Now let $R$ be a connected Noetherian ring of dimension $>0$, and $\mathfrak{m}$ a maximal ideal. Suppose the injective hull $E$ $=$ $\mathrm{E}(R/\mathfrak{m})$ is a finitely generated $R$-module. Then $E$ has finite length over $R$ (e.g. Cor 3.85 in Lam, "Lectures on modules and rings"). Hence by Th. 5 in Rosenberg & Zelinsky - Finiteness of the injective hull, $R_{\mathfrak{m}}$ is Artinian. So $\mathfrak{m}$ is a minimal prime ideal of $R$. As $\mathfrak{m}R_{\mathfrak{m}}$ is the only prime ideal of $R_{\mathfrak{m}}$, it is the nilradical of $R_{\mathfrak{m}}$. Since $\mathfrak{m}$ is finitely generated, we have $\mathfrak{m}^nR_{\mathfrak{m}}$ $=$ $0$ for some $n$. It follows that $s\mathfrak{m}^n$ $=$ $0$ in $R$ for some $s\in R\setminus\mathfrak{m}$. Then $Rs+\mathfrak{m}^n$ $=$ $R$, so, if $x_1,\cdots,x_t$ generate the ideal $\mathfrak{m}^n$, we have $as+\Sigma_{1\le i\le t}\,b_ix_i$ $=$ $1$ for suitable $a,b_1,\cdots,b_t\in R$. Putting $y$ $=$ $as$ and $z$ $=$ $\Sigma_{1\le i\le t}\,b_ix_i$, one has $y+z$ $=$ $1$ and $yz$ $=$ $0$, and hence $z$ $=$ $(y+z)z$ $=$ $yz+z^2$ $=$ $z^2$. So $z$ is an idempotent.
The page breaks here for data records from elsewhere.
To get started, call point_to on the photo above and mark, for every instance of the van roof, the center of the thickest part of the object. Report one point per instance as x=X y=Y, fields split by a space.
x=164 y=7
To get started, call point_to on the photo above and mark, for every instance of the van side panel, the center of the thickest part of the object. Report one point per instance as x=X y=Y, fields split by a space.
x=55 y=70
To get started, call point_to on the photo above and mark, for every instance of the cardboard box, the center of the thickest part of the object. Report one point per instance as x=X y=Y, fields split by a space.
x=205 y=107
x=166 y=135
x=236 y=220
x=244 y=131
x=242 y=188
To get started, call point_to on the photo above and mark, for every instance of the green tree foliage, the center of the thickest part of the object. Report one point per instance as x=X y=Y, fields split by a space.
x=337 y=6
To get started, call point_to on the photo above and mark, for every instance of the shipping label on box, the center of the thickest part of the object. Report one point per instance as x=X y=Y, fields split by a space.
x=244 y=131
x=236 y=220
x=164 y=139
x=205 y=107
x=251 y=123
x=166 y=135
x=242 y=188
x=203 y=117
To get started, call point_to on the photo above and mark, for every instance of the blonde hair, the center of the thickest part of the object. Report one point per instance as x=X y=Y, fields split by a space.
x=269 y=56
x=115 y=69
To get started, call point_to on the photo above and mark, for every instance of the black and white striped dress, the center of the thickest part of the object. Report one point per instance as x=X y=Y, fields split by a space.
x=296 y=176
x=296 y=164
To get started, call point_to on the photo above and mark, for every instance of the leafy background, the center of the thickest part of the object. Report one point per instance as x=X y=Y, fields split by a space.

If $z$ $=$ $0$ then $as$ $=$ $1$, so $s$ is a unit, so $\mathfrak{m}^n$ $=$ $0$ because $s\mathfrak{m}^n$ $=$ $0$. But then $R$ is Artinian ($\mathfrak{q}$ prime $\Rightarrow$ $\mathfrak{m}^n\subseteq\mathfrak{q}$ $\Rightarrow$ $\mathfrak{m}\subseteq\mathfrak{q}$), contradiction. Since $z\in\mathfrak{m}^n$, necessarily $z$ $\ne$ $1$. Thus $z$ is a nontrivial idempotent, contradicting connectedness of $R$.

This leaves the case of finitely generated $\mathrm{E}(R/\mathfrak{q})$ where $\mathfrak{q}$ is a non-maximal prime.

Edit The general case has been settled by Aphelli.

Answer 2

As Matthé van der Lee’s counterexample shows, we need to assume that $R$ is connected.

In this case, the claim is true by a refinement of tj_’s argument. Indeed, if $p$ is a prime ideal, $E_p$ is a finitely generated injective $R_p$-module (Stacks, Lemma 0A6I), so, by the local case, either $E_p\neq 0$ or $p$ has height zero.

In particular, if $p$ has height zero and $q\supset p$ is a prime ideal, then $E_q\neq 0$, so $q$ has height zero and $q=p$.

Thus $\{p\}$ is a closed subspace of $Spec(R)$ stable under generization, so it contains an open neighborhoood of $p$ by Stacks, Lemma 05LW. Thus $\{p\}$ is a closed open subspace of $Spec(R)$. Since $R$ is connected, $Spec(R)=\{p\}$ thus $R$ is Artinian.